I may well expand that diagram (it's made in D-Links management software mostly automatically) to include a rough idea of nodes. There are around 480 stations in total (both sites) 3 DC's, 2 ESXi systems and about 4 other random servers - that reminds me, I need to be clearing off to upgrade ram in one of the dcs!
Good, so many times it is a case of the school not priorotising the funds to get the systems that it needs and then going off that the stuff they got for the meager budget they offered is not quite up to it.
Getting a good idea of your traffic patterns and possibly allocating the resources closer to their consumption (like a media server near media studies will take a lot of the load off your network.
You could also look into SNMP monitering of switches (if they support it to a decent level) to tell you how much load each link is experiencing and how much memory/cpu is being used on the switches throughout the day to look for obvious bottlenecks. I think nagios does this and lots of the monitering packages do it for a cost.
I'm supprised that 480 stations are taking such a toll on the network as in the greater scheme of things its not that many.
I'd update your diagram with how many stations are in each area and then look at where those stations have to go to get their data. It could be inoptimal pathing. If you have implememted STP and have multiple redundant links but have not set up propper priorities on the switches it could also be reating a shambles with traffic being directed through many switches un-nessisarily if it things that some random edge switch is the core (and thus trying to make all traffic flow thorough there).
Cheers Synack, much appreciated. The D-link software (Dview) I mentioned works via SNMP and automatically tells us what switches goes to were. I've just pulled a single switch from a location which was losing its settings (notably SNMP) and using that on my own station now to keep an eye - wonder if that was the actual problem! If so, I will be going to D-Link and saying as we've invested so heavily, could we please be furnished with a full copy of D-View ;) It's actually a damned good bit of software.
I shall be spending today using that as a starting point and building on it what is connected to where exactly. It's not a lot of stations but they're very well spread out hence why we're having such a hard time narrowing it all down, then being split site doesn't help the matter much!
I'm currently wiresharking the entire traffic of the old coreswitch (which still has PDC on it) to see what's going to and from that via a dedicated monitoring card. Could be an interesting view!
Thanks for all the help so far everyone, it's been a slow plod through systematically checking everything but I think we'll get there!

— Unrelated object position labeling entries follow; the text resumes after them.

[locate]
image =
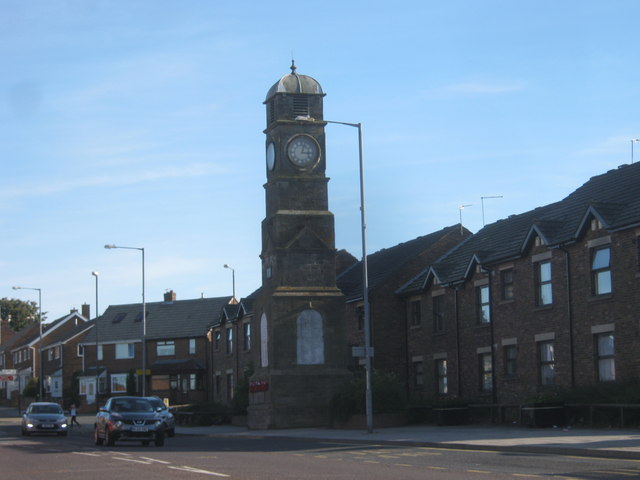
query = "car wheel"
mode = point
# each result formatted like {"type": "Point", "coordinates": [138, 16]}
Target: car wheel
{"type": "Point", "coordinates": [96, 437]}
{"type": "Point", "coordinates": [108, 437]}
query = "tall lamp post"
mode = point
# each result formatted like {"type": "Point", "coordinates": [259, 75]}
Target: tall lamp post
{"type": "Point", "coordinates": [233, 279]}
{"type": "Point", "coordinates": [368, 350]}
{"type": "Point", "coordinates": [40, 382]}
{"type": "Point", "coordinates": [144, 320]}
{"type": "Point", "coordinates": [95, 326]}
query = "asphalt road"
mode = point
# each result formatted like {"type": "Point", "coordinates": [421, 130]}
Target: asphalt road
{"type": "Point", "coordinates": [269, 458]}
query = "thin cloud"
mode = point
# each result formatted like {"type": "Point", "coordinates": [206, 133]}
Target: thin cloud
{"type": "Point", "coordinates": [50, 187]}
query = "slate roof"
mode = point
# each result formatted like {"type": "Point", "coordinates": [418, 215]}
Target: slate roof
{"type": "Point", "coordinates": [385, 262]}
{"type": "Point", "coordinates": [613, 198]}
{"type": "Point", "coordinates": [165, 320]}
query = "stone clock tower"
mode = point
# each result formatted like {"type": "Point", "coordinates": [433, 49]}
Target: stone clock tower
{"type": "Point", "coordinates": [303, 347]}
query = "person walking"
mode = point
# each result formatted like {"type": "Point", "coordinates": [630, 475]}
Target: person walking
{"type": "Point", "coordinates": [74, 412]}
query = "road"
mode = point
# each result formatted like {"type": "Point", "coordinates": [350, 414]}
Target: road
{"type": "Point", "coordinates": [187, 457]}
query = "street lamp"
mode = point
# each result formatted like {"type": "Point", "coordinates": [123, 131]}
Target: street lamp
{"type": "Point", "coordinates": [144, 320]}
{"type": "Point", "coordinates": [368, 351]}
{"type": "Point", "coordinates": [233, 279]}
{"type": "Point", "coordinates": [95, 322]}
{"type": "Point", "coordinates": [40, 342]}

I'm confused, have you sorted the auto negotiate problem out? I can't see why too big of a broadcast domain, slow backbone links, or any other factor (given that he hasn't had this problem in the past) would affect the negotiation of port speed between an edge switch and a workstation, unless I'm seriously missing something.

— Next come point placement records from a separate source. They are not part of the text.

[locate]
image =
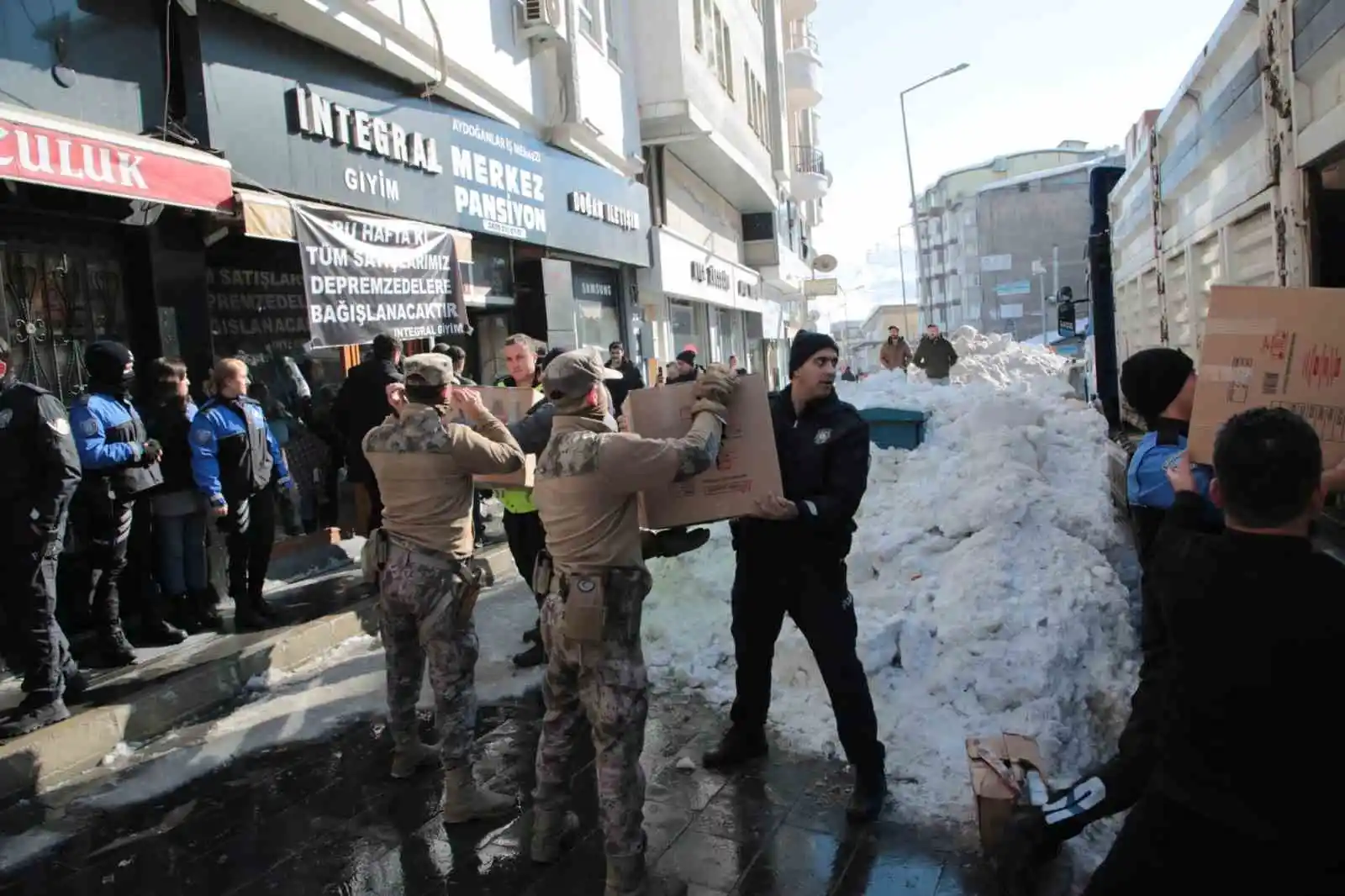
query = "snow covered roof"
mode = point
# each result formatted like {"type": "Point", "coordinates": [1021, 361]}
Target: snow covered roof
{"type": "Point", "coordinates": [1047, 172]}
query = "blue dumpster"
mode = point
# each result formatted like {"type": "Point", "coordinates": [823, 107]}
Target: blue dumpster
{"type": "Point", "coordinates": [894, 428]}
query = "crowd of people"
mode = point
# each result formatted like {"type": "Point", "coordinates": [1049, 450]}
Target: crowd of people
{"type": "Point", "coordinates": [138, 479]}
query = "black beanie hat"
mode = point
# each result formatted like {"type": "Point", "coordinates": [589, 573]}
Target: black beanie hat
{"type": "Point", "coordinates": [107, 361]}
{"type": "Point", "coordinates": [1152, 380]}
{"type": "Point", "coordinates": [806, 345]}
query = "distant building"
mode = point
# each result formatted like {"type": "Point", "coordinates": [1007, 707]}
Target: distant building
{"type": "Point", "coordinates": [952, 252]}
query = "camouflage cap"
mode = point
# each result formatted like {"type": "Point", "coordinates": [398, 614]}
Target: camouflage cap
{"type": "Point", "coordinates": [430, 369]}
{"type": "Point", "coordinates": [575, 373]}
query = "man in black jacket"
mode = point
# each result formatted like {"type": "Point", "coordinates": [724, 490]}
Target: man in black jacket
{"type": "Point", "coordinates": [40, 472]}
{"type": "Point", "coordinates": [361, 405]}
{"type": "Point", "coordinates": [1243, 681]}
{"type": "Point", "coordinates": [791, 560]}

Have you tried isolating a switch and seeing if the problem persists? Personally my money's on a dodgy switch, cable, config, etc, rather than the topology.
That is almost a given - we're fairly certain that is the case but it's a bit of a pain having to wait until the next morning to find out if it works or not! We will be isolating entire sections as a last resort.

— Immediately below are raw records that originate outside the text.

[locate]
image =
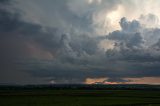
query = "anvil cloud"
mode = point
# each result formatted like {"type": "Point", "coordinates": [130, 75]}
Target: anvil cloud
{"type": "Point", "coordinates": [74, 40]}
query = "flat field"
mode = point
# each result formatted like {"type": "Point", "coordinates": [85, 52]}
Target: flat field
{"type": "Point", "coordinates": [79, 98]}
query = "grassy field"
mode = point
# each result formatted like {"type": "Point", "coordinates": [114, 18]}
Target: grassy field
{"type": "Point", "coordinates": [79, 98]}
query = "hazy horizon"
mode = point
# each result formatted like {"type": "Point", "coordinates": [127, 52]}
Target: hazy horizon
{"type": "Point", "coordinates": [79, 41]}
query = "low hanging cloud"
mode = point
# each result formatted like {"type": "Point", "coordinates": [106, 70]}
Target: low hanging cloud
{"type": "Point", "coordinates": [32, 52]}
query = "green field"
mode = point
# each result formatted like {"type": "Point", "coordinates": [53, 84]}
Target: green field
{"type": "Point", "coordinates": [79, 98]}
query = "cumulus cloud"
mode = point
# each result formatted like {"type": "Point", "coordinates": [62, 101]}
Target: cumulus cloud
{"type": "Point", "coordinates": [68, 49]}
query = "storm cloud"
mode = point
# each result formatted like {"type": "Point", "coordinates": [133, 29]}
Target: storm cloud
{"type": "Point", "coordinates": [64, 46]}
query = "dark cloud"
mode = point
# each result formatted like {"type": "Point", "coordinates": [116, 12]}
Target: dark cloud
{"type": "Point", "coordinates": [35, 53]}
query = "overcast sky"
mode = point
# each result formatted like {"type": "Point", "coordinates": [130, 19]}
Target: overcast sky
{"type": "Point", "coordinates": [79, 41]}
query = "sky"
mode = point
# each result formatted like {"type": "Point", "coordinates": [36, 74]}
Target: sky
{"type": "Point", "coordinates": [79, 41]}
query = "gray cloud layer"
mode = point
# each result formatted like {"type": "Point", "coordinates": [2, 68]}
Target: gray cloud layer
{"type": "Point", "coordinates": [36, 53]}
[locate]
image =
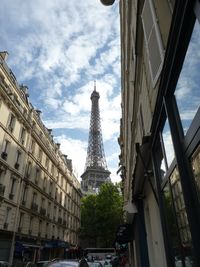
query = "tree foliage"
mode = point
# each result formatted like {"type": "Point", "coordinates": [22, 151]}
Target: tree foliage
{"type": "Point", "coordinates": [101, 214]}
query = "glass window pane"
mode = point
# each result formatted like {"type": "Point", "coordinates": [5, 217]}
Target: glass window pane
{"type": "Point", "coordinates": [177, 222]}
{"type": "Point", "coordinates": [196, 169]}
{"type": "Point", "coordinates": [188, 87]}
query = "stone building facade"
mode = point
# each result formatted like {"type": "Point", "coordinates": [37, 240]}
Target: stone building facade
{"type": "Point", "coordinates": [160, 130]}
{"type": "Point", "coordinates": [39, 194]}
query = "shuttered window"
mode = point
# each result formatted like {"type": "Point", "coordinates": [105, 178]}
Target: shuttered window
{"type": "Point", "coordinates": [153, 40]}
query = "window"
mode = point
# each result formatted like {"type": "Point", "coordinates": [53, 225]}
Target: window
{"type": "Point", "coordinates": [12, 187]}
{"type": "Point", "coordinates": [49, 210]}
{"type": "Point", "coordinates": [31, 224]}
{"type": "Point", "coordinates": [50, 188]}
{"type": "Point", "coordinates": [47, 163]}
{"type": "Point", "coordinates": [45, 183]}
{"type": "Point", "coordinates": [32, 149]}
{"type": "Point", "coordinates": [40, 155]}
{"type": "Point", "coordinates": [56, 194]}
{"type": "Point", "coordinates": [187, 90]}
{"type": "Point", "coordinates": [28, 170]}
{"type": "Point", "coordinates": [52, 169]}
{"type": "Point", "coordinates": [11, 123]}
{"type": "Point", "coordinates": [7, 217]}
{"type": "Point", "coordinates": [153, 40]}
{"type": "Point", "coordinates": [5, 149]}
{"type": "Point", "coordinates": [18, 159]}
{"type": "Point", "coordinates": [37, 175]}
{"type": "Point", "coordinates": [23, 135]}
{"type": "Point", "coordinates": [61, 198]}
{"type": "Point", "coordinates": [47, 230]}
{"type": "Point", "coordinates": [25, 193]}
{"type": "Point", "coordinates": [21, 221]}
{"type": "Point", "coordinates": [177, 221]}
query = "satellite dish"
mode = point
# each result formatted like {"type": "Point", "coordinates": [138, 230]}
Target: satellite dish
{"type": "Point", "coordinates": [107, 2]}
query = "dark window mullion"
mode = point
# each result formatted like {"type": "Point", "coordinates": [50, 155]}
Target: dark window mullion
{"type": "Point", "coordinates": [185, 171]}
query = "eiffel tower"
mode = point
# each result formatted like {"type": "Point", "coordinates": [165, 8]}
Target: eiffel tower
{"type": "Point", "coordinates": [96, 171]}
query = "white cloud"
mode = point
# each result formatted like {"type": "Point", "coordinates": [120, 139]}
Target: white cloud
{"type": "Point", "coordinates": [75, 150]}
{"type": "Point", "coordinates": [58, 48]}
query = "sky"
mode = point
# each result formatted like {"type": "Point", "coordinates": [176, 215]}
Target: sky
{"type": "Point", "coordinates": [57, 49]}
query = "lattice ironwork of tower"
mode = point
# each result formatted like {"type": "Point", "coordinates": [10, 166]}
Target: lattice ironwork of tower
{"type": "Point", "coordinates": [96, 171]}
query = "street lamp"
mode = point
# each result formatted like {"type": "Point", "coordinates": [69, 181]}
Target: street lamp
{"type": "Point", "coordinates": [107, 2]}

As helpful as Dlink are being, I'm now a bit annoyed that they are shrugging shoulders saying "We've never heard of such problems" yet their own forums are chock full of identical symptoms even on tiny networks. I'm now threatening them big time with a mass RMA - wonder how they take that!
Oh OK, I was just a bit confused why the discussion had moved away from your problem and onto broadcast domains etc.
What about your spare switches; any scope for replacing an affected area with one and then experimenting on that "known faulty" switch? Then try breaking the link to the network, remake it, make a trunk, etc.